2010 : Réformes et faux calculs
Si 2009 était l'année de la sortie de la crise politique et économique dans laquelle le coup d'Etat du 6 août 2008 a fourvoyé les dirigeants actuels du pays, l'année qui commence sera celle des défis. Ce sera, pour le nouveau président de la République, la consécration d'un ensemble de réformes multisectorielles ou…la preuve a contrario qu'une fois de plus, les Mauritaniens attendent toujours leur Messie.

Le grand problème auquel le pouvoir actuel fait face est qu'il a placé peut-être la barre très haut, lors de la dernière campagne présidentielle. Pour faire la différence, les propagandistes du pouvoir ont mis en avant des réalisations record dans divers domaines et, partant, amplifié les attentes de populations qui demandent encore plus. La viabilisation de " Hay Sakène ", élevée au rang de miracle, obligera le gouvernement à en faire de même dans les autres gazras de Nouakchott, ce qui est loin d'être évident ! Une telle opération nécessite des ressources énormes qu'il faut chercher auprès de bailleurs (Banque Mondiale et FMI) dont le retour se fait encore d'une manière très timide, à cause d'une conjoncture internationale loin d'être favorable. D'aucuns disent même que ce qui a été fait à " Hay Sakène " relève de l'exécution d'un vaste plan que les autorités d'avant le coup d'Etat avaient presque finalisé, si l'on en croit les propos d'un ancien ministre de l'Equipement, lors d'une émission de la radio nationale. On se souvient que cet ancien ministre avait dit en substance que l'année 2009 devait être celle de la fin des gazras !

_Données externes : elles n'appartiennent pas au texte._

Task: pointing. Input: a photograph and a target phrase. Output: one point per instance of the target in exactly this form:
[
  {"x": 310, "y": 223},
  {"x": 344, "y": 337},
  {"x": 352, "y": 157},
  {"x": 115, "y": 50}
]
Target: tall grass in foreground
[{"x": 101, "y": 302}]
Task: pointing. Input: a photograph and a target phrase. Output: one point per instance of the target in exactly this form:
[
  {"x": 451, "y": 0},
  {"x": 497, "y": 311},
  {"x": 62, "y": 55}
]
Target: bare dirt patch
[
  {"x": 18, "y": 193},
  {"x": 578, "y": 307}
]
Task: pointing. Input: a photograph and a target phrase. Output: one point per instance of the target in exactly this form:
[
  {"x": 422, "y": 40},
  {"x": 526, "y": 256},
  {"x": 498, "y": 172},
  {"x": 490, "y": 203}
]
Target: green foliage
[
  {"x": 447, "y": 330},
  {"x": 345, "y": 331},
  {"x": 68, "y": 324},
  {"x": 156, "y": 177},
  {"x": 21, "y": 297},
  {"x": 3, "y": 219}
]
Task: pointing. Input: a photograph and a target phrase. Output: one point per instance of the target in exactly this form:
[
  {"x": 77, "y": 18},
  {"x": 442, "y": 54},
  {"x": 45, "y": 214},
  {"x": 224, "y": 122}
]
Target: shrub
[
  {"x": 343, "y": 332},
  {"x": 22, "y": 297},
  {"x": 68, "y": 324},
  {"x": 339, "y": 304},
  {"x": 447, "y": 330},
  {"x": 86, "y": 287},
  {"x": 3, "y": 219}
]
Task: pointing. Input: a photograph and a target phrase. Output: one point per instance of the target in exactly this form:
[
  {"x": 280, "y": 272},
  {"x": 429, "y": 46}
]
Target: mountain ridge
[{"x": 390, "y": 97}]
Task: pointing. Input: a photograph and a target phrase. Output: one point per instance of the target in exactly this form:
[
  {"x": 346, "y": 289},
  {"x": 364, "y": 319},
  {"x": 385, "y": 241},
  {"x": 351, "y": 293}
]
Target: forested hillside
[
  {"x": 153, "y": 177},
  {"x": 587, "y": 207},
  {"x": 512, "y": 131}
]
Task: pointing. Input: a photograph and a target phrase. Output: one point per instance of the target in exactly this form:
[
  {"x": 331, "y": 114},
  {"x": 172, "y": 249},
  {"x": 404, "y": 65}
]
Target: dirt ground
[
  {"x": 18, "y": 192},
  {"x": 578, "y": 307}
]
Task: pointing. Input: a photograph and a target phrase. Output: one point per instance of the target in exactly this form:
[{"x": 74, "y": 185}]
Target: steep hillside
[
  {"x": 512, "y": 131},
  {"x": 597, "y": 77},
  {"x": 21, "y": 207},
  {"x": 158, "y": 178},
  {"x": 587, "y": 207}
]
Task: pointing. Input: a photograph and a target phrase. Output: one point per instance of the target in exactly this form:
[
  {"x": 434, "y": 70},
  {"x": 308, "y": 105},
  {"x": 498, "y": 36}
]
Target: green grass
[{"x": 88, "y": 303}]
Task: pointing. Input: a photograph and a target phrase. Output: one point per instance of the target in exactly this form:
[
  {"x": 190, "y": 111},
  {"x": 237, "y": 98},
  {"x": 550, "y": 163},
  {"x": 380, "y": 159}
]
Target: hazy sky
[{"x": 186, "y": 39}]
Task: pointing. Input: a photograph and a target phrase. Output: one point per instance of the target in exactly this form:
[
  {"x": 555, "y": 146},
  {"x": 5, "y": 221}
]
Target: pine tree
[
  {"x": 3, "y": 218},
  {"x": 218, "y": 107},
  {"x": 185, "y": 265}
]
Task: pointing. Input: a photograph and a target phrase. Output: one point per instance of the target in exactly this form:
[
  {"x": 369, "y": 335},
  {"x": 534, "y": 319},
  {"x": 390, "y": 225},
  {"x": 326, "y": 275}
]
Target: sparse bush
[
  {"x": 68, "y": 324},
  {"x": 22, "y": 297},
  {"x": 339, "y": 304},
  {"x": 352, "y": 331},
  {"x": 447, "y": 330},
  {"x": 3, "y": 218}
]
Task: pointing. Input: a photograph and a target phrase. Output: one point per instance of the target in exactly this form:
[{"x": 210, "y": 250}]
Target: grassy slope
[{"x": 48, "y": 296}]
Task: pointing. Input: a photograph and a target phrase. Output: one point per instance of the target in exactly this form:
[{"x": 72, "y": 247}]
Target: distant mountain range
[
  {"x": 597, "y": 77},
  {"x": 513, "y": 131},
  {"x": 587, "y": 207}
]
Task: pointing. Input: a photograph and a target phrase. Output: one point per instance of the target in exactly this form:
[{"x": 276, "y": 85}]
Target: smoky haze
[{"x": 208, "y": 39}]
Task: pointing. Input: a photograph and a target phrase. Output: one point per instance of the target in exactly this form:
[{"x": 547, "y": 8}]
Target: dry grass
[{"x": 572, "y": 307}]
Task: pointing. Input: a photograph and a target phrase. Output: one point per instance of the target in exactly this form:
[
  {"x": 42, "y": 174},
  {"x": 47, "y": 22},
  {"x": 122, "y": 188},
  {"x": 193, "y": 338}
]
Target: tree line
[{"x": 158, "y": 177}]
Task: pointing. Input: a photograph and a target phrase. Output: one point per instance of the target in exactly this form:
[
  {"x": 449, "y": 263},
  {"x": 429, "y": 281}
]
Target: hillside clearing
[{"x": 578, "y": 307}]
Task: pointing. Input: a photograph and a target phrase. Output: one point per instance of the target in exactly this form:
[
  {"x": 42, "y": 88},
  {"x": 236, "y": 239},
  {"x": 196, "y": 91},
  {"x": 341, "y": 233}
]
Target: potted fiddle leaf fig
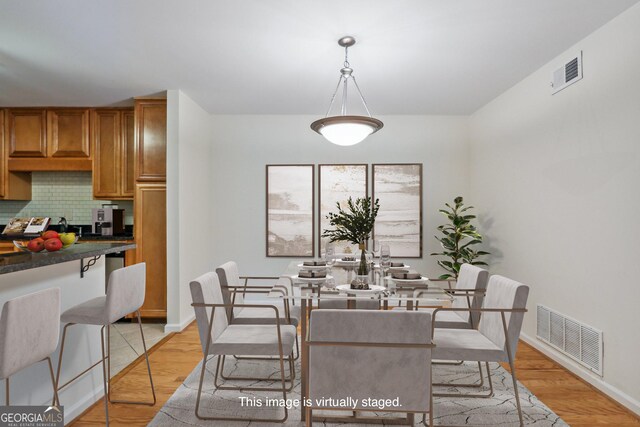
[
  {"x": 458, "y": 238},
  {"x": 354, "y": 224}
]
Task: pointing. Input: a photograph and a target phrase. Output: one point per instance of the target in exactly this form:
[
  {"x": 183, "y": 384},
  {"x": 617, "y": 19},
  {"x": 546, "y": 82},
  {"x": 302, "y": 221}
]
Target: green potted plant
[
  {"x": 457, "y": 239},
  {"x": 354, "y": 225}
]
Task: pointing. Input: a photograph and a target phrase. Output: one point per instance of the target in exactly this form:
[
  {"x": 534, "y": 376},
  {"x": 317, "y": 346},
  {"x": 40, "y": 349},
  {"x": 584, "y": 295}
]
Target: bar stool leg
[
  {"x": 146, "y": 356},
  {"x": 104, "y": 377},
  {"x": 56, "y": 399}
]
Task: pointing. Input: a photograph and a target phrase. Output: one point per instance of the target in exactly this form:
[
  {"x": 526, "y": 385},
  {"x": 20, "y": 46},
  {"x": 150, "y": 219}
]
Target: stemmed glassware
[
  {"x": 385, "y": 259},
  {"x": 330, "y": 259}
]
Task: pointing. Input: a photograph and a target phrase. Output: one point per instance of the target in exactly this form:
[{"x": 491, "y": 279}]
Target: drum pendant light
[{"x": 345, "y": 129}]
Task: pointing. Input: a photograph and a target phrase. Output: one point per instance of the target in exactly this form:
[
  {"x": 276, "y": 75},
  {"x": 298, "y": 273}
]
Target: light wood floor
[{"x": 173, "y": 359}]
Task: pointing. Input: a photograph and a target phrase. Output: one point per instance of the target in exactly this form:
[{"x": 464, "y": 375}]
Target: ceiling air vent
[
  {"x": 568, "y": 74},
  {"x": 574, "y": 339}
]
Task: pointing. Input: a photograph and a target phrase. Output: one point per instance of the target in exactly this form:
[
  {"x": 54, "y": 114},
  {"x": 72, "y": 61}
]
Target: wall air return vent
[
  {"x": 568, "y": 74},
  {"x": 574, "y": 339}
]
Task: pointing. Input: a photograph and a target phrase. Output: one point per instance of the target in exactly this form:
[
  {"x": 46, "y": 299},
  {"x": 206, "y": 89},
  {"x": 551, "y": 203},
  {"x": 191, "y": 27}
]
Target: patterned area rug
[{"x": 500, "y": 410}]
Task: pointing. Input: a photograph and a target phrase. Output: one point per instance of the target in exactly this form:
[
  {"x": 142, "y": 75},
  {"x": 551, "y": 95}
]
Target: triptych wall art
[{"x": 291, "y": 208}]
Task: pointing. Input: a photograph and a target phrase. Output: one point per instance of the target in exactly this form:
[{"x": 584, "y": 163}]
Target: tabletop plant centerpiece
[
  {"x": 458, "y": 237},
  {"x": 355, "y": 225}
]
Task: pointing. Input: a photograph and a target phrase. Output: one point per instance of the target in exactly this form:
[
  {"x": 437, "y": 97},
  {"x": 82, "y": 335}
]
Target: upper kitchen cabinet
[
  {"x": 113, "y": 153},
  {"x": 13, "y": 185},
  {"x": 151, "y": 140},
  {"x": 128, "y": 153},
  {"x": 27, "y": 132},
  {"x": 68, "y": 132}
]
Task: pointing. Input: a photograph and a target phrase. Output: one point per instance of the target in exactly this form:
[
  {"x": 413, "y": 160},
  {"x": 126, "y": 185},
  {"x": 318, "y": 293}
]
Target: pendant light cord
[{"x": 343, "y": 109}]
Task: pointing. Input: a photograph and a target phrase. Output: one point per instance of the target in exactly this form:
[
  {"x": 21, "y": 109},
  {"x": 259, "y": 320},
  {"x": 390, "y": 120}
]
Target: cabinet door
[
  {"x": 128, "y": 154},
  {"x": 27, "y": 132},
  {"x": 150, "y": 225},
  {"x": 151, "y": 139},
  {"x": 68, "y": 133},
  {"x": 106, "y": 153}
]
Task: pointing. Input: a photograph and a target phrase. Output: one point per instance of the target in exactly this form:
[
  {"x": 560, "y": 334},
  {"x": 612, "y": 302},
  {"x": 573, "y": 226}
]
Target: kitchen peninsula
[{"x": 23, "y": 273}]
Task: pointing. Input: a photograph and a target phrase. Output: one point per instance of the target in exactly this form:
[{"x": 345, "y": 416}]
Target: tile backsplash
[{"x": 56, "y": 194}]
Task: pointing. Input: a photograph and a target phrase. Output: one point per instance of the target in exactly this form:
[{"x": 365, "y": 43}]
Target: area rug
[{"x": 500, "y": 410}]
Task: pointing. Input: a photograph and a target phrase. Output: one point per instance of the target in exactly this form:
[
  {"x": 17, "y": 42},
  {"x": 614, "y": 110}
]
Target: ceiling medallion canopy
[{"x": 345, "y": 129}]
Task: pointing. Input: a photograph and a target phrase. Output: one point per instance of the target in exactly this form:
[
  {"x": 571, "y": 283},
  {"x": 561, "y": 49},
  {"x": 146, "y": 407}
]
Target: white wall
[
  {"x": 556, "y": 180},
  {"x": 189, "y": 203},
  {"x": 243, "y": 145}
]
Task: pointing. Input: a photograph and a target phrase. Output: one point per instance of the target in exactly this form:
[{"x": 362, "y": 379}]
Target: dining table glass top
[{"x": 421, "y": 293}]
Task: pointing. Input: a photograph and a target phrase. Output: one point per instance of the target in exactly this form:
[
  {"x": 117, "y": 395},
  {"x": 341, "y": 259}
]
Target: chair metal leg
[
  {"x": 104, "y": 378},
  {"x": 146, "y": 356},
  {"x": 227, "y": 377},
  {"x": 297, "y": 355},
  {"x": 474, "y": 385},
  {"x": 201, "y": 382},
  {"x": 56, "y": 399},
  {"x": 219, "y": 373},
  {"x": 513, "y": 368},
  {"x": 478, "y": 395}
]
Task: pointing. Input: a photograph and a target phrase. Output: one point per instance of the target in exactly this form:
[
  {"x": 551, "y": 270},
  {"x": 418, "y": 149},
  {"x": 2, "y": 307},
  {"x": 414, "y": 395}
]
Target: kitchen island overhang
[
  {"x": 25, "y": 273},
  {"x": 18, "y": 261}
]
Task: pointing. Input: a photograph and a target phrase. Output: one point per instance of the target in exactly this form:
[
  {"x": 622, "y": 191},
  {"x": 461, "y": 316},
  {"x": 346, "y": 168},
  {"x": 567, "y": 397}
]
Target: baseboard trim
[
  {"x": 179, "y": 327},
  {"x": 614, "y": 393}
]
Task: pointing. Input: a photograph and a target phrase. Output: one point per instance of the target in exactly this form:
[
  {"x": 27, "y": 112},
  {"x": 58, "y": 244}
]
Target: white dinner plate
[
  {"x": 312, "y": 267},
  {"x": 410, "y": 281},
  {"x": 373, "y": 289},
  {"x": 312, "y": 279},
  {"x": 343, "y": 263},
  {"x": 394, "y": 268}
]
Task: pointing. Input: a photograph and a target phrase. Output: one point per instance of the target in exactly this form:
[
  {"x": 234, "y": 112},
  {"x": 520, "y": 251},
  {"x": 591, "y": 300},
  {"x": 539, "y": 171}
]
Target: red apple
[
  {"x": 35, "y": 245},
  {"x": 52, "y": 245},
  {"x": 49, "y": 235}
]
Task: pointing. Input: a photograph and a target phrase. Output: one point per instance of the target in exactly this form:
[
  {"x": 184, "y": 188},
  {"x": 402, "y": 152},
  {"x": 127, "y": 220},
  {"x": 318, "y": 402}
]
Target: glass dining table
[{"x": 311, "y": 293}]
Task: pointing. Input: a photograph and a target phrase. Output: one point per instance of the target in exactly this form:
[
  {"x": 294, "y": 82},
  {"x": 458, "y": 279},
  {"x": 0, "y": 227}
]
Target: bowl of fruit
[{"x": 49, "y": 241}]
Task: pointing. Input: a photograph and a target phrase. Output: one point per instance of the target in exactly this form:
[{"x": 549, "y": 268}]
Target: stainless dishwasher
[{"x": 112, "y": 262}]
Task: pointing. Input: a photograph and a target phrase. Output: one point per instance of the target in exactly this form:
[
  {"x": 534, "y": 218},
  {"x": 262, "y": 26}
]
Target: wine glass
[
  {"x": 329, "y": 256},
  {"x": 385, "y": 259}
]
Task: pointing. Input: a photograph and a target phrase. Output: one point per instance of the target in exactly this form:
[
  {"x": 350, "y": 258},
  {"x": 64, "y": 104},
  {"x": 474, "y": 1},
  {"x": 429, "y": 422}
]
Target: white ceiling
[{"x": 281, "y": 56}]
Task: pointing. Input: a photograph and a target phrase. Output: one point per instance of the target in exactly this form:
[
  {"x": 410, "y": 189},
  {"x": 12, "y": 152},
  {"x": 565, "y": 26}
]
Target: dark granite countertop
[
  {"x": 86, "y": 237},
  {"x": 19, "y": 261}
]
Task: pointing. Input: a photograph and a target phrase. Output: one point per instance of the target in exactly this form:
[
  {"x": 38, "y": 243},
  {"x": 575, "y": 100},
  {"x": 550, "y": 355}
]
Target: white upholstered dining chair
[
  {"x": 496, "y": 338},
  {"x": 29, "y": 331},
  {"x": 360, "y": 354},
  {"x": 234, "y": 287},
  {"x": 221, "y": 338}
]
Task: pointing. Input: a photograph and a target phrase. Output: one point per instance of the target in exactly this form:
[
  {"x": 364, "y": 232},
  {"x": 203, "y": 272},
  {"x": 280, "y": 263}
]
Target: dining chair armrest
[
  {"x": 449, "y": 281},
  {"x": 368, "y": 344},
  {"x": 200, "y": 304},
  {"x": 250, "y": 289},
  {"x": 502, "y": 311},
  {"x": 213, "y": 310}
]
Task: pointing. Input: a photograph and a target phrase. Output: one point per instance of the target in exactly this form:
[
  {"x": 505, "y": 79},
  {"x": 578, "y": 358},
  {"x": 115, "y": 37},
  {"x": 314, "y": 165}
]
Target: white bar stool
[
  {"x": 29, "y": 331},
  {"x": 125, "y": 294}
]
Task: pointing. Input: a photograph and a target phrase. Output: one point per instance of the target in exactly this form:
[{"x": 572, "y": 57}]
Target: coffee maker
[{"x": 107, "y": 221}]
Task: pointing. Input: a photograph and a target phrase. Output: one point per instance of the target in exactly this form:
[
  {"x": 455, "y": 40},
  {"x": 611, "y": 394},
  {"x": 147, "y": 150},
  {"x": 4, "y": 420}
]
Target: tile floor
[{"x": 126, "y": 343}]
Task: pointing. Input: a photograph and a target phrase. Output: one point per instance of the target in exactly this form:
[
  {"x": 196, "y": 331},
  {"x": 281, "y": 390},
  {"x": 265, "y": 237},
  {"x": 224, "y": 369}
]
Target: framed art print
[
  {"x": 399, "y": 221},
  {"x": 290, "y": 211},
  {"x": 336, "y": 184}
]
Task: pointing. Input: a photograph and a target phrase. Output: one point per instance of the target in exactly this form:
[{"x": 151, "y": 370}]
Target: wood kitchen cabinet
[
  {"x": 68, "y": 132},
  {"x": 150, "y": 231},
  {"x": 113, "y": 153},
  {"x": 13, "y": 185},
  {"x": 27, "y": 132},
  {"x": 151, "y": 140}
]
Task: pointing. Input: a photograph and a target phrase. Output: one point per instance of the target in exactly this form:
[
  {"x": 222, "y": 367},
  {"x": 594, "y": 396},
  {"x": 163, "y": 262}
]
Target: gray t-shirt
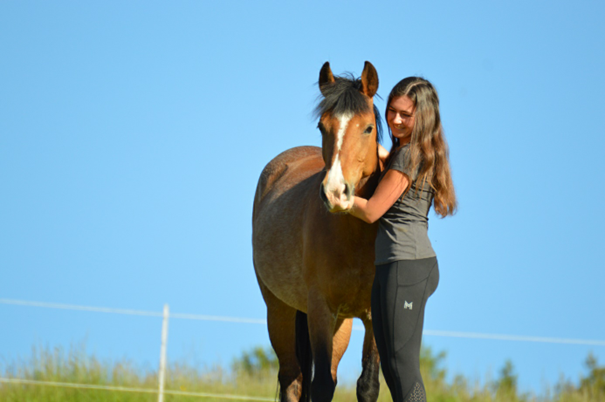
[{"x": 402, "y": 233}]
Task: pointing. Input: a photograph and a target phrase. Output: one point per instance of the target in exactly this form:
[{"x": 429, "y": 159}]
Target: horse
[{"x": 314, "y": 263}]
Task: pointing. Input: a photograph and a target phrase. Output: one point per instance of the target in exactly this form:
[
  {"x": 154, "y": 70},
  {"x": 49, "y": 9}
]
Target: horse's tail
[{"x": 304, "y": 354}]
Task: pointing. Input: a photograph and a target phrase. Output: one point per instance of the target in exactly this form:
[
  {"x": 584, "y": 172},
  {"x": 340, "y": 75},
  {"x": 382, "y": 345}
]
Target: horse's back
[{"x": 282, "y": 196}]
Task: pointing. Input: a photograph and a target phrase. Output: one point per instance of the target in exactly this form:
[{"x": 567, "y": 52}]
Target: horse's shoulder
[{"x": 294, "y": 164}]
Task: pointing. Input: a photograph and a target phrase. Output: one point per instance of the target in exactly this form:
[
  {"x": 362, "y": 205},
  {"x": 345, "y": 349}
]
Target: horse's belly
[{"x": 277, "y": 236}]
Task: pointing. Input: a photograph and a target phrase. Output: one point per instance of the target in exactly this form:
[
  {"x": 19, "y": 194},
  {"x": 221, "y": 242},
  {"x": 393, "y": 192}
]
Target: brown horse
[{"x": 315, "y": 267}]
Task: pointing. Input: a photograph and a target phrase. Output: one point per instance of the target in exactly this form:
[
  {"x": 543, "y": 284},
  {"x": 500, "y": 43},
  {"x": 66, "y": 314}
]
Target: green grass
[{"x": 253, "y": 374}]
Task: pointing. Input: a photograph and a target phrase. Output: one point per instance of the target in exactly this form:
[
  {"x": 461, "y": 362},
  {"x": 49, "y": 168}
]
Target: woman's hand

Mais l'ampleur de la tâche empêche tout pronostic sur la durée que peut prendre le " redessinage " des quartiers précaires de Nouakchott. Il faudra d'abord, pour les nouvelles autorités, démêler les fils inextricables du lotissement opéré par les anciens pouvoirs, notamment celui opéré sous la Rectification. Comment résoudre le problème des centaines, voire des milliers, d'attributions sur lesquelles le ministre de l'Intérieur aurait envisagé de mettre une croix ? De quels moyens dispose l'Etat, sans l'aide de ses donateurs traditionnels, pour viabiliser des zones où les dunes se perdent à l'horizon ? C'est là l'un des défis majeurs pour Mohamed Ould Abdel Aziz quand on sait que le mythe du " président des pauvres " est parti justement de là, précisément à " Hay Sakène ", en septembre 2008. Bon début certes, mais le chemin est encore très long pour qu'enfin les populations, dont une bonne partie avait été " déportée " à Leghreyga, avant de revenir sur les lieux qu'elles occupaient ne considèrent que le calvaire est fini.

On se souvient, dans ce cadre, que Ould Taya - le mal aimé, par les temps qui courent - avait, lui aussi, de bonnes intentions. N'avait-il pas entrepris, en 2001-2004, la restructuration du quartier précaire d'EL Mina (Kebba), dont l'étude avait été confiée à un bureau suisse (URBAPLAN) et l'exécution à l'Agence pour le Développement Urbain (ADU) ?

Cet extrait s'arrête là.